I am afraid I am going to disappoint the member for Verchères who has asked us to support the motion. It is not that I am unsympathetic to the discussions he outlined about the steel industry or any other industry undergoing trade actions.
The bill calls for minimum compliance to try to move these disputes forward quickly to the World Trade Organization. It has better mechanisms to resolve these disputes than is currently available in the Canada-U.S. trade agreement for steel, for example. A lot of regulations have been built up over the last several years and we still had several dozen trade actions on steel alone last year. Surely that is not the best approach.
The best approach is moving disputes to a forum such as the World Trade Organization where all factors will be taken into account by a panel that hears disputes. The panel will not just take into account things like unused production capacity, increases in exports and inventories. It will consider all relevant factors as it should.
We should not try to build up a big regulation wall. The steel industry said at committee that it wants us to build a big regulation wall like the United States is doing with the ultimate goal of tearing it down at the World Trade Organization. We should not take the same kind of action that the United States is taking. The World Trade Organization panel will consider the type of regulations that are being built up in the United States in its implementing regulations.

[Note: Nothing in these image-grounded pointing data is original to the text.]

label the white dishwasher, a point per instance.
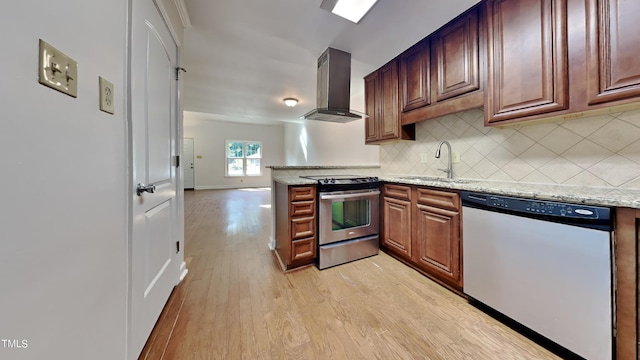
(546, 265)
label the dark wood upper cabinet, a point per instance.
(527, 58)
(415, 83)
(443, 74)
(456, 54)
(613, 32)
(382, 106)
(390, 119)
(372, 123)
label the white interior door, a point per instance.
(154, 263)
(187, 164)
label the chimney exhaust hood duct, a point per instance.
(333, 88)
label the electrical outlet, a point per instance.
(56, 70)
(106, 95)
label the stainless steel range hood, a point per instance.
(333, 89)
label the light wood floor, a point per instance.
(236, 303)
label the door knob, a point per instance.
(145, 188)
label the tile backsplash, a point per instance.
(595, 151)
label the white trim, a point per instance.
(167, 20)
(183, 272)
(184, 14)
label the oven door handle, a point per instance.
(349, 196)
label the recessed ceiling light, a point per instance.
(352, 10)
(290, 102)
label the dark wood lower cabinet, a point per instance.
(436, 246)
(295, 225)
(626, 250)
(397, 226)
(421, 227)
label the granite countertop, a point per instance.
(323, 167)
(566, 193)
(294, 180)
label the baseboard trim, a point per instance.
(183, 272)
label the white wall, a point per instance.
(209, 143)
(328, 144)
(63, 219)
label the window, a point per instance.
(243, 158)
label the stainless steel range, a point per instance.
(348, 218)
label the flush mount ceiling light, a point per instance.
(290, 102)
(352, 10)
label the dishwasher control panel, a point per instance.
(535, 207)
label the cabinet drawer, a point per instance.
(302, 193)
(397, 191)
(303, 227)
(303, 249)
(303, 208)
(440, 199)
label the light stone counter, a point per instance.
(564, 193)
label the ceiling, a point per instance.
(244, 56)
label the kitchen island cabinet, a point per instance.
(295, 225)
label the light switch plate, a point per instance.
(57, 70)
(106, 95)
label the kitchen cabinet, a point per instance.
(456, 49)
(436, 243)
(442, 74)
(382, 107)
(295, 225)
(527, 58)
(626, 247)
(415, 83)
(421, 227)
(613, 32)
(594, 43)
(396, 224)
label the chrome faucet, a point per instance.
(449, 169)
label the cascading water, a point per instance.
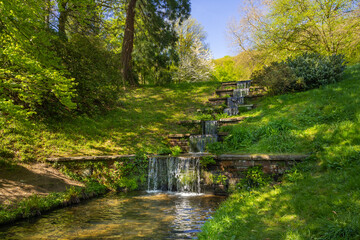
(233, 103)
(181, 174)
(209, 135)
(175, 174)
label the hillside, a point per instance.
(319, 199)
(141, 121)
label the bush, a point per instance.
(254, 178)
(278, 78)
(307, 71)
(316, 70)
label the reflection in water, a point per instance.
(138, 216)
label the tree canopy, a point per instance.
(285, 28)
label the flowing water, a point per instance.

The panel will take that into account when it hears these disputes.
There is a process. It is a better process. We have to put our faith in it. It is going to work. Placing undue emphasis on the factors that were outlined just a few moments ago by the hon. member for Verchères might put undue emphasis on factors that would benefit things like supply management. It would also cause injury in some other sectors of our industries.
That does not say we do not have some problems. I outlined them during discussion of Bill C-57 at second reading. Those problems are internal trade barriers, high debt and deficit, our inability to trade. The Western Grain Transportation Act needs revision. There are problems with the tariff rate quotas. I do not believe we should have them. There is the problem with the sale and allotment of quotas but that is for a different day. Those problems have to be worked out in the next few months.
What is important is getting through the minimum compliance and have the World Trade Organization come into effect. Let us start hearing some of the disputes such as the wheat dispute that has been bubbling for the last year and the other disputes that have been talked about such as steel. Let us put the World Trade Organization to the test and it will come out with flying colours.